T. Otto: Ein Raum, in dem sich Menschen befinden, kann nicht gleichwenig Keime enthalten wie ein Raum, in dem keine Menschen sind. Die Einsicht, dass der Mensch der größte Verursacher von Verunreinigungen in der pharmazeutischen Produktion ist, hat uns dazu gebracht, RABS einzusetzen: Wir trennen Mensch und Maschine - die Abfüllung erfolgt vollautomatisch.

Die Anlagenbetreiber müssen nur noch bei Störungen oder beim Nachfüllen von Stopfen eingreifen - und zwar in erster Linie über in die Trennwände integrierte sterile Handschuhe, so genannte Gloves.

 


Wie wird die Dokumentation mit Aufzeichnungen über Qualitätssicherung und Chargenrückverfolgung erstellt?

T. Otto: Um eine lückenlose Dokumentation zu ermöglichen, werden alle Maschinen und Geräte, die wir in der Produktion verwenden, zertifiziert. Dabei wird erfasst, aus welchen Materialien sie bestehen und aus welcher Herstellungscharge sie stammen. Vor, während und nach der Produktion können Komponenten und Substanzen, die für die Fertigung notwendig sind, genau nachverfolgt werden.

Die Glaskörper werden mit einem Code versehen - alle Herstellungsschritte sind damit transparent. Die Daten aus allen Reinräumen werden zentral erfasst und können jederzeit abgerufen werden. Dadurch können wir Abläufe umfassend dokumentieren und die Einzelheiten der Produktion nachvollziehen.

 

Inwiefern können Maßnahmen zur Fälschungssicherheit bei den gefüllten Spritzen eingesetzt werden?

T. Otto: Fälschungssicherheit ist ein zentrales Thema und so aktuell wie nie. Gerade Produzenten hochwertiger Medikamente werden heute vermehrt mit Nachahmungen oder Manipulationen ihrer Produkte konfrontiert.

Wir bieten mit unserem Originalitätsverschluss V-OVS eine Lösung: Das Originalitätssiegel sichert die einmalige Verwendung von Spritzen.
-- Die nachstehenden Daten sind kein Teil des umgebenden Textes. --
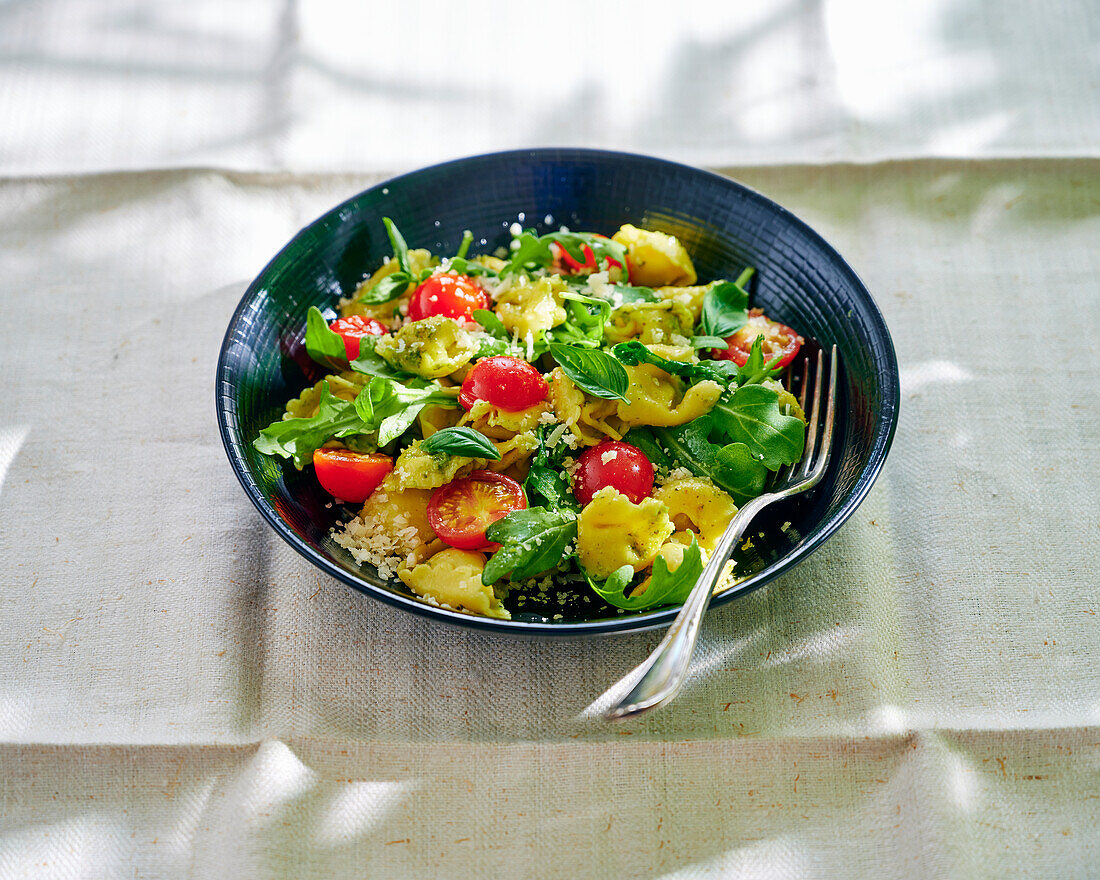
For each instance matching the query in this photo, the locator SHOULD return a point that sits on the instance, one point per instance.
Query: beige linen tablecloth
(185, 696)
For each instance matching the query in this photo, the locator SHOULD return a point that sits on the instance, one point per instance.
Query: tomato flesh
(450, 295)
(613, 463)
(460, 512)
(507, 383)
(780, 341)
(352, 329)
(351, 476)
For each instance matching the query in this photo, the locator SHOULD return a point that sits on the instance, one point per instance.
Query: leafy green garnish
(325, 345)
(532, 252)
(725, 309)
(297, 439)
(751, 416)
(592, 371)
(664, 587)
(546, 480)
(461, 441)
(531, 541)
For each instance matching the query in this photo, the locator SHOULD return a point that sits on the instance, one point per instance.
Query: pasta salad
(574, 413)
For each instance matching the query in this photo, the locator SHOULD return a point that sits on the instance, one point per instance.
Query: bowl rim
(884, 432)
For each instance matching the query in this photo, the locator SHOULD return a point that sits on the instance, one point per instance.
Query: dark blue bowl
(801, 282)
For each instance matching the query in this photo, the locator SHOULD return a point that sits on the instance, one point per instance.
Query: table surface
(185, 696)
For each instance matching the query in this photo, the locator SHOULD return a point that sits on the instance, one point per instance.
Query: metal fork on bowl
(666, 670)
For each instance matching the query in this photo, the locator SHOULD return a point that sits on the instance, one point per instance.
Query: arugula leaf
(386, 288)
(547, 479)
(297, 439)
(325, 345)
(732, 468)
(634, 352)
(400, 249)
(751, 416)
(725, 309)
(664, 587)
(582, 327)
(461, 441)
(531, 541)
(594, 372)
(755, 369)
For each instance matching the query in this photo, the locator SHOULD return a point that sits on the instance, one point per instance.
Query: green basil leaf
(325, 345)
(531, 541)
(386, 288)
(461, 441)
(400, 249)
(725, 309)
(751, 416)
(664, 587)
(297, 439)
(594, 372)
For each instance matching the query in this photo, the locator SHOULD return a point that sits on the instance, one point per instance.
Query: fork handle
(666, 670)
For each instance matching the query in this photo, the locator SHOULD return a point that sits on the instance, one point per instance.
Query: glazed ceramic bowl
(801, 281)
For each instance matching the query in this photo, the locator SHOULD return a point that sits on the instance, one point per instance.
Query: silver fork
(663, 673)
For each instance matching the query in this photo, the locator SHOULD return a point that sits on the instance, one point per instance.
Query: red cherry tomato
(351, 476)
(507, 383)
(616, 464)
(460, 512)
(353, 329)
(779, 341)
(451, 295)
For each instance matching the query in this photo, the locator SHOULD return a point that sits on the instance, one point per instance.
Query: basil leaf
(664, 587)
(634, 352)
(725, 309)
(751, 416)
(531, 541)
(400, 249)
(594, 372)
(461, 441)
(325, 345)
(386, 288)
(297, 439)
(708, 342)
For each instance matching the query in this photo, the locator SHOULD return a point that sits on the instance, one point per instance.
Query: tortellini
(432, 348)
(529, 307)
(699, 506)
(419, 260)
(657, 259)
(502, 424)
(657, 398)
(589, 418)
(667, 322)
(613, 531)
(453, 578)
(416, 469)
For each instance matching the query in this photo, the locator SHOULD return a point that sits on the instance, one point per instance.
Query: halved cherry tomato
(779, 341)
(450, 295)
(613, 463)
(351, 476)
(460, 512)
(352, 329)
(507, 383)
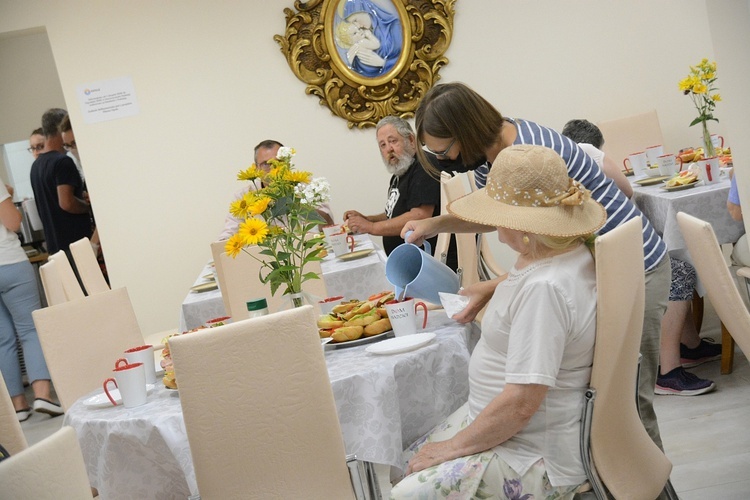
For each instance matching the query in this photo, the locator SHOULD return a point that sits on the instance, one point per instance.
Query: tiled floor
(706, 437)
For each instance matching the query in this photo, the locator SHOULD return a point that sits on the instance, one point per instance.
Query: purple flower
(513, 489)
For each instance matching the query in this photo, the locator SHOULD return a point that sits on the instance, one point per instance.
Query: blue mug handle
(425, 243)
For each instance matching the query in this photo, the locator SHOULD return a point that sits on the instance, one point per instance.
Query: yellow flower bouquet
(280, 218)
(700, 85)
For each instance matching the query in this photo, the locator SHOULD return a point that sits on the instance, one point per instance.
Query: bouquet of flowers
(700, 85)
(279, 218)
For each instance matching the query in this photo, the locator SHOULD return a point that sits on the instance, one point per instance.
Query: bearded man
(412, 193)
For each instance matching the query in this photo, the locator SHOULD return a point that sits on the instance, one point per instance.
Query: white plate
(398, 345)
(102, 401)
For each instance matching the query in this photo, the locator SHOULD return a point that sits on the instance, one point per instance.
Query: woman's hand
(359, 224)
(479, 294)
(431, 454)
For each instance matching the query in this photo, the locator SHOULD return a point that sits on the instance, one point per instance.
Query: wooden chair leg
(697, 311)
(727, 351)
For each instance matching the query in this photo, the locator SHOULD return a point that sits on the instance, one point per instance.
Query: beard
(402, 164)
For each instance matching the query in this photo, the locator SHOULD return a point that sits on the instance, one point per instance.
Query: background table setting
(704, 201)
(384, 403)
(354, 276)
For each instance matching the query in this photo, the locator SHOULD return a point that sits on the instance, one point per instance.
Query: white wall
(211, 83)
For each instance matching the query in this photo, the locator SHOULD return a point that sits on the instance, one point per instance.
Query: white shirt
(539, 328)
(10, 246)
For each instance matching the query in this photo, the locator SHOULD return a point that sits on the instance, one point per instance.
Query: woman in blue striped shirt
(459, 128)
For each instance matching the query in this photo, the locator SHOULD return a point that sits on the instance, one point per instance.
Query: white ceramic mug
(669, 164)
(331, 230)
(403, 316)
(653, 153)
(342, 244)
(130, 379)
(709, 170)
(143, 354)
(637, 163)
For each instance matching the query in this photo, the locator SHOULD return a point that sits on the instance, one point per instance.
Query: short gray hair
(401, 125)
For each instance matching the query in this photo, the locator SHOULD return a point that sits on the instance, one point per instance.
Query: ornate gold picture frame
(366, 59)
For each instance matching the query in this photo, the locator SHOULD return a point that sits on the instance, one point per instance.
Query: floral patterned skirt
(483, 475)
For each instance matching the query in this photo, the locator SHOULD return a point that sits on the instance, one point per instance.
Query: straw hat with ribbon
(528, 189)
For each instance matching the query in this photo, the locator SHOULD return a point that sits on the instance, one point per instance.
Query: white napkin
(453, 303)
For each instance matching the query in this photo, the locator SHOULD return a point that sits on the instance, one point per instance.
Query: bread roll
(346, 333)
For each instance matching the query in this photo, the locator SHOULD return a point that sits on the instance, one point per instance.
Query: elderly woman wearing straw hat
(520, 426)
(462, 129)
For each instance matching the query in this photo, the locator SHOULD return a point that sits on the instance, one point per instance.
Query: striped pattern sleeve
(583, 169)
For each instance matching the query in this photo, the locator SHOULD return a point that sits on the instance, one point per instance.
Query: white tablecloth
(708, 203)
(354, 279)
(384, 403)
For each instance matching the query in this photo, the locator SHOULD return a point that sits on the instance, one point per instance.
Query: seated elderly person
(264, 151)
(412, 195)
(521, 424)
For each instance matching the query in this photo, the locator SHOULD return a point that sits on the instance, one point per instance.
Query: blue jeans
(19, 296)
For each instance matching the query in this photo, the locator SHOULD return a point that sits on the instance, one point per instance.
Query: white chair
(259, 411)
(54, 291)
(631, 134)
(452, 188)
(617, 451)
(239, 282)
(49, 470)
(82, 339)
(720, 286)
(88, 267)
(70, 283)
(11, 434)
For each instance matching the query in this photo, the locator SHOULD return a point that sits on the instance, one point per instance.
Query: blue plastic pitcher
(416, 273)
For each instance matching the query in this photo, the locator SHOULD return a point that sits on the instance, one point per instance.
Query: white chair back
(88, 267)
(49, 470)
(82, 339)
(281, 438)
(631, 134)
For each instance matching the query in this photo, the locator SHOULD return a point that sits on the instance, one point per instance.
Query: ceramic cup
(143, 354)
(342, 244)
(669, 164)
(130, 379)
(653, 153)
(330, 230)
(709, 170)
(403, 316)
(637, 163)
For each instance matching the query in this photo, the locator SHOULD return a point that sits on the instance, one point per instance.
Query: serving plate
(102, 401)
(681, 187)
(357, 255)
(397, 345)
(650, 181)
(359, 341)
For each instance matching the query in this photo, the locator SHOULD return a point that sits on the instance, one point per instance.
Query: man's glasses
(440, 155)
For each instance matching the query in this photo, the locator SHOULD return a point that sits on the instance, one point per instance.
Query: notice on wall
(107, 99)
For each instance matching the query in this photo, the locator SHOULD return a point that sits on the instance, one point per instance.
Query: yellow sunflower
(297, 177)
(234, 245)
(253, 231)
(252, 173)
(259, 205)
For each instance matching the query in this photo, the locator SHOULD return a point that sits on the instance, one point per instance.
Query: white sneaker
(48, 407)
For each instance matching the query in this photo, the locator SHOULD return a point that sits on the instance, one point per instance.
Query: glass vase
(708, 145)
(298, 299)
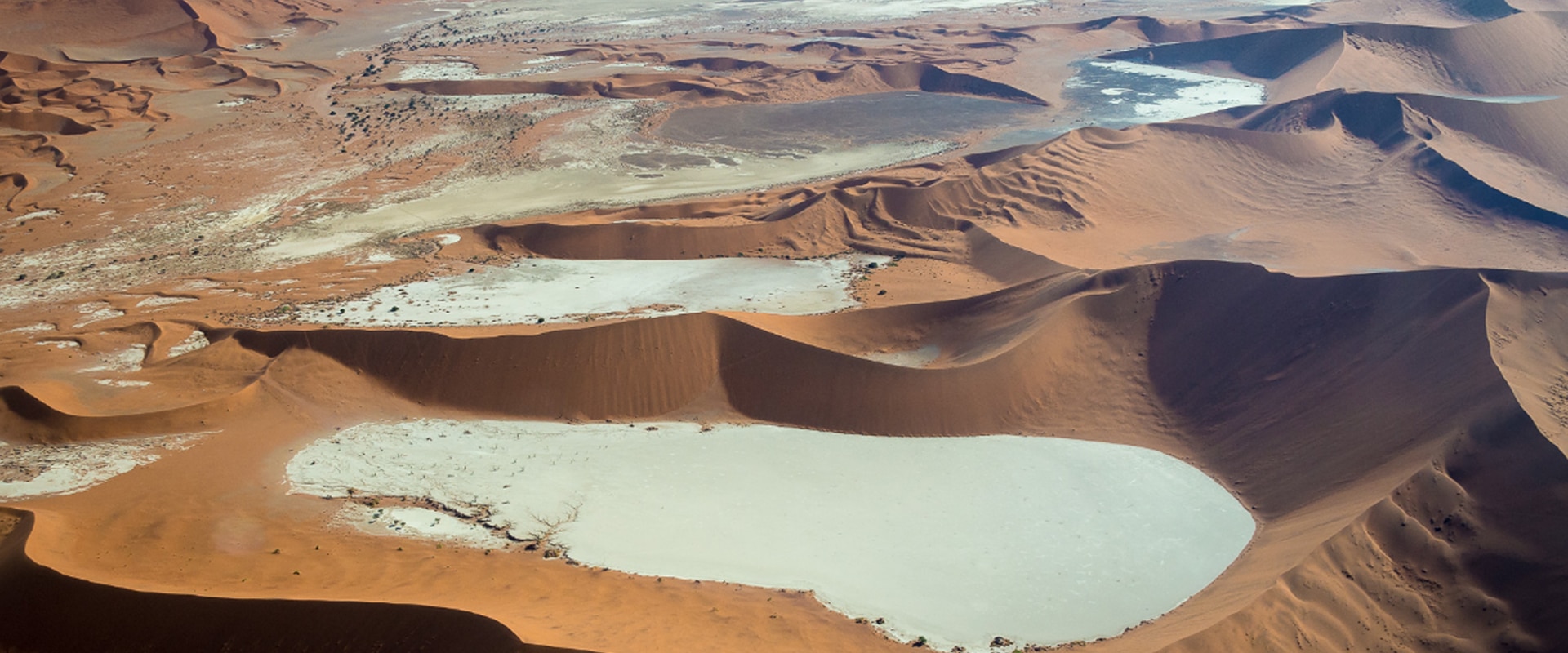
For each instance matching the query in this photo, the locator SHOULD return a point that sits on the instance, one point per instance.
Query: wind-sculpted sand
(1303, 262)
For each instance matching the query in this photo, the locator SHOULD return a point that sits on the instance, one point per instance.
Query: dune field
(783, 326)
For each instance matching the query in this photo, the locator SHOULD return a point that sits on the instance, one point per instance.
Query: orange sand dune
(47, 611)
(1346, 306)
(1465, 60)
(1276, 385)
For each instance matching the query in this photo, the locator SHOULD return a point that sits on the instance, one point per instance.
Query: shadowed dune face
(47, 611)
(1346, 304)
(1468, 60)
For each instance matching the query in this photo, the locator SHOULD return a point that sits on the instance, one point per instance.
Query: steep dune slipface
(47, 611)
(1470, 60)
(1462, 557)
(1526, 318)
(1329, 184)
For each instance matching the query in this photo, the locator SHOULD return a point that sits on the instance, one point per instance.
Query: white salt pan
(957, 539)
(42, 470)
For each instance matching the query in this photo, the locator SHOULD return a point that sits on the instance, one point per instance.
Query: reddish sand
(1346, 306)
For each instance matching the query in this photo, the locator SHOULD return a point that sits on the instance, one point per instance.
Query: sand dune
(1344, 306)
(57, 613)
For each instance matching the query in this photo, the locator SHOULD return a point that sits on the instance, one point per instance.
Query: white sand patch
(439, 71)
(126, 361)
(41, 470)
(96, 312)
(908, 358)
(1196, 96)
(957, 539)
(568, 290)
(37, 215)
(565, 189)
(122, 383)
(417, 522)
(194, 342)
(37, 327)
(158, 301)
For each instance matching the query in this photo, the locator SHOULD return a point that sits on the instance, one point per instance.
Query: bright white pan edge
(952, 539)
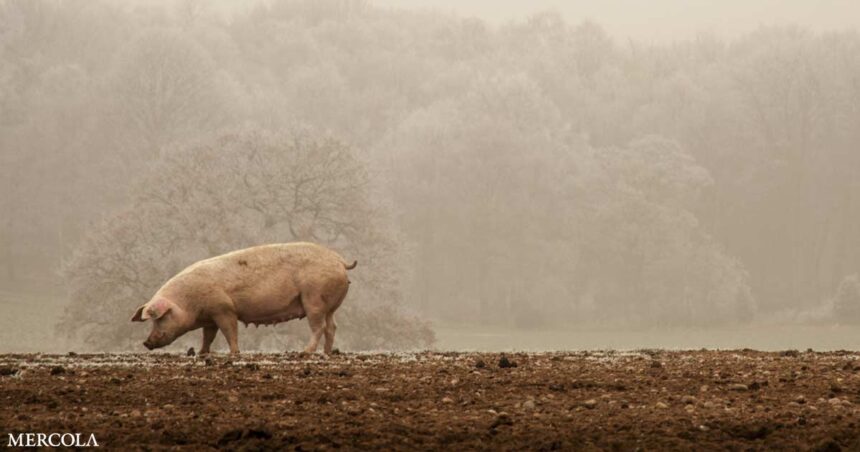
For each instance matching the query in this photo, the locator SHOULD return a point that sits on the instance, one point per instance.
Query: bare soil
(651, 400)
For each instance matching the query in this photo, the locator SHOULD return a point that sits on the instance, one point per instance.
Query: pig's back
(262, 275)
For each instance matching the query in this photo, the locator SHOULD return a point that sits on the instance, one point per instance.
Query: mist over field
(507, 177)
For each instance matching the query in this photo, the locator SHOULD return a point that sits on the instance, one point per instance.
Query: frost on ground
(606, 399)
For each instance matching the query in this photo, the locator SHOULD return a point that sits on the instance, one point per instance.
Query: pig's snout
(156, 340)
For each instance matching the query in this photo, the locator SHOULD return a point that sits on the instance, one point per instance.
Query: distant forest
(532, 174)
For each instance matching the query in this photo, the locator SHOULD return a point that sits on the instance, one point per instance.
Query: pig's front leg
(229, 326)
(209, 333)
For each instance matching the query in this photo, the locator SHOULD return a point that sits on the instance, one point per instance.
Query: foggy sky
(661, 20)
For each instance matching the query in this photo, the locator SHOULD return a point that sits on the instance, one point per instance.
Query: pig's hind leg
(209, 333)
(315, 310)
(330, 328)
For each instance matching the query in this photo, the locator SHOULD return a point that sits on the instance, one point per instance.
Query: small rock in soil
(505, 363)
(243, 434)
(501, 419)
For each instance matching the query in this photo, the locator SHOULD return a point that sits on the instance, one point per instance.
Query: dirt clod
(505, 363)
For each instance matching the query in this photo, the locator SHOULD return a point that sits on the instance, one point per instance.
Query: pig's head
(169, 321)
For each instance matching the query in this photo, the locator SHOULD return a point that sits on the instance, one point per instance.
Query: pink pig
(261, 285)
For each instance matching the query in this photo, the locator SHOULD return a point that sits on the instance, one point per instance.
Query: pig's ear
(138, 315)
(156, 309)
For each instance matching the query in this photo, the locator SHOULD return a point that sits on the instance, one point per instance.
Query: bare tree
(239, 189)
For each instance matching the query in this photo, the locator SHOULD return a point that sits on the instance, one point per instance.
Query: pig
(262, 285)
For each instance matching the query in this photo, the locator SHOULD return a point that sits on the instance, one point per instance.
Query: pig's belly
(267, 312)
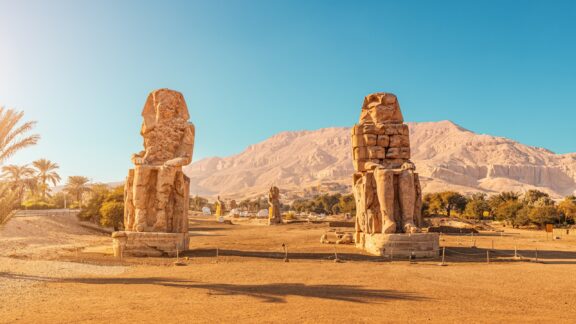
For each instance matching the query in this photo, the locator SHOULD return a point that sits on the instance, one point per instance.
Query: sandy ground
(52, 281)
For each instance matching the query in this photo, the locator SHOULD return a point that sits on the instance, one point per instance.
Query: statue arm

Einmal aufgebrochen, kann es nicht wieder verschlossen werden.

Eine bereits erfolgte Öffnung wird durch den Siegelbruch ersichtlich und eine Mehrfachnutzung dadurch ausgeschlossen. Für Pharma- und Biotech-Unternehmen bedeutet diese Verschlusstechnik mehr Sicherheit, für die Patienten einen optimalen Schutz vor gefälschten Arzneimitteln.

 


Welche Flexibilität verfügen die Anlagen im Bereich der Endkonfektionierung der Spritzen?

T. Otto:
Wir unterstützen den Kunden bei der Anpassung seiner Etiketten und Sekundär- Verpackungen an die spezifischen Vorgaben. Das ist für sie von höchster Wichtigkeit, denn nur so sind ihre Produkte wiedererkennbar und können sich vom Wettbewerb abheben.

Wir berücksichtigen auch die Bedürfnisse spezieller Zielgruppen - beispielsweise durch eine Prägung der Produktinformationen in Blindenschrift oder eine Verpackung in leicht zu öffnende Blisterverpackungen. Bei Bedarf montieren wir auch Safety-Device-Systeme, um mit einem Nadelschutz Gesundheitspersonal und Patienten vor Stichverletzungen zu schützen.

Die Verpackungsbeileger können nach den Wünschen unserer Kunden gestaltet werden. So können den Arzneimitteln Booklets, Alkoholtupfer oder auch sterile Nadeln in der Sekundärverpackung beigefügt werden.